To date, this will be one of the first studies that will look at combined housing and healthcare needs of middle-income seniors. Other research may have focused on middle-income seniors’ housing or healthcare needs alone, “but we’re combining both needs in the study,” said Mace. The physical structure and design of seniors housing properties may change to offer opportunities for this sector. The study will look at demographic statistics of how many people will require the kind of housing designed to assist with health needs such as special mobility, and those with cognitive impairments who will need more memory care units.

The data will be based on a study called the HRS, the Health and Retirement Study, a long-term report sponsored by the National Institute on Aging and the Social Security Administration and conducted by the University of Michigan. The data on aging Americans used in the report has been collected since 1990.

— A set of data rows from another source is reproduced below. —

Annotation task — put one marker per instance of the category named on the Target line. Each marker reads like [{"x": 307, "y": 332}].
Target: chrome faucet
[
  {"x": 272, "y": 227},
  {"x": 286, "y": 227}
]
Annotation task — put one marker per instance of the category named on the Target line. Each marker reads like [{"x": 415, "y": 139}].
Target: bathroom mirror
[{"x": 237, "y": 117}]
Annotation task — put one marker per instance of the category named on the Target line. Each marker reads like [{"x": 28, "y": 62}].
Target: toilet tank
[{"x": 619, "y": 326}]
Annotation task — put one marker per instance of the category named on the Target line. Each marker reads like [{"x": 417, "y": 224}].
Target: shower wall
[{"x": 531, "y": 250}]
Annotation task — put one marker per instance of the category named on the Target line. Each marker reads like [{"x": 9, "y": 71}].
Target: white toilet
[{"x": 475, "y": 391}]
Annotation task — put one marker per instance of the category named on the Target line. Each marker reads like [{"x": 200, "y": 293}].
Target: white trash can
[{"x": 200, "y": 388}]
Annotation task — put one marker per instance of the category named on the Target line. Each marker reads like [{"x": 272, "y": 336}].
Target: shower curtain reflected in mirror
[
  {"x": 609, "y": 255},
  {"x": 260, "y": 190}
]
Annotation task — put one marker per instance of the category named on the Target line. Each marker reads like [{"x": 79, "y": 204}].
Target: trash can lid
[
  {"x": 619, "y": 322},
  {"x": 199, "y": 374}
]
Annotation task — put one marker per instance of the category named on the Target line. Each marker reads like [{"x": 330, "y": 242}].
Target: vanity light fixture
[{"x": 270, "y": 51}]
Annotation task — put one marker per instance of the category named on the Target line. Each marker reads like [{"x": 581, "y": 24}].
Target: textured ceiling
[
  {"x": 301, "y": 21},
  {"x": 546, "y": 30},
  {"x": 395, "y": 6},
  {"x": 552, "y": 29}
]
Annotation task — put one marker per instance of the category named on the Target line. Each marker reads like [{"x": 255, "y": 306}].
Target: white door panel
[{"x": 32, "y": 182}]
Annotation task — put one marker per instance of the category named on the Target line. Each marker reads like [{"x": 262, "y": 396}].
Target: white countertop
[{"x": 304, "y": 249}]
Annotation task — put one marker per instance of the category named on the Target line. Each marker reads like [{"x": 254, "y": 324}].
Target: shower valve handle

Today, finding basic data on the number of seniors housing facilities that cater to the middle-market demographic, as well as tracking investment sales transactions involving those types of assets, remains difficult, according to Barbara Byrne Denham, senior economist with research firm Reis Inc. “Many seniors housing facilities may not disclose whether they market to middle- income people,” she notes. “Newer facilities may be even less transparent about marketing.”

While there’s plenty of capital currently available for the development of seniors housing facilities, including loans sponsored by Fannie Mae and Freddie Mac, those facilities may not necessarily be affordable, according to Ely Razin, CEO of financial data provider CrediFi.

“The supply is there, meaning the availability of housing may be sufficient, but affordability is a different question,” he notes.

However, there are several government programs that currently provide loans to private companies to build or redevelop properties that would qualify as affordable seniors housing, Razin adds. On example is the Low-Income Housing Tax Credit (LIHTC) program, which grants developers tax credits for building seniors housing facilities. The Federal Housing Administration (FHA) and related groups are other public entities that pump money into the development and financing of affordable seniors housing facilities.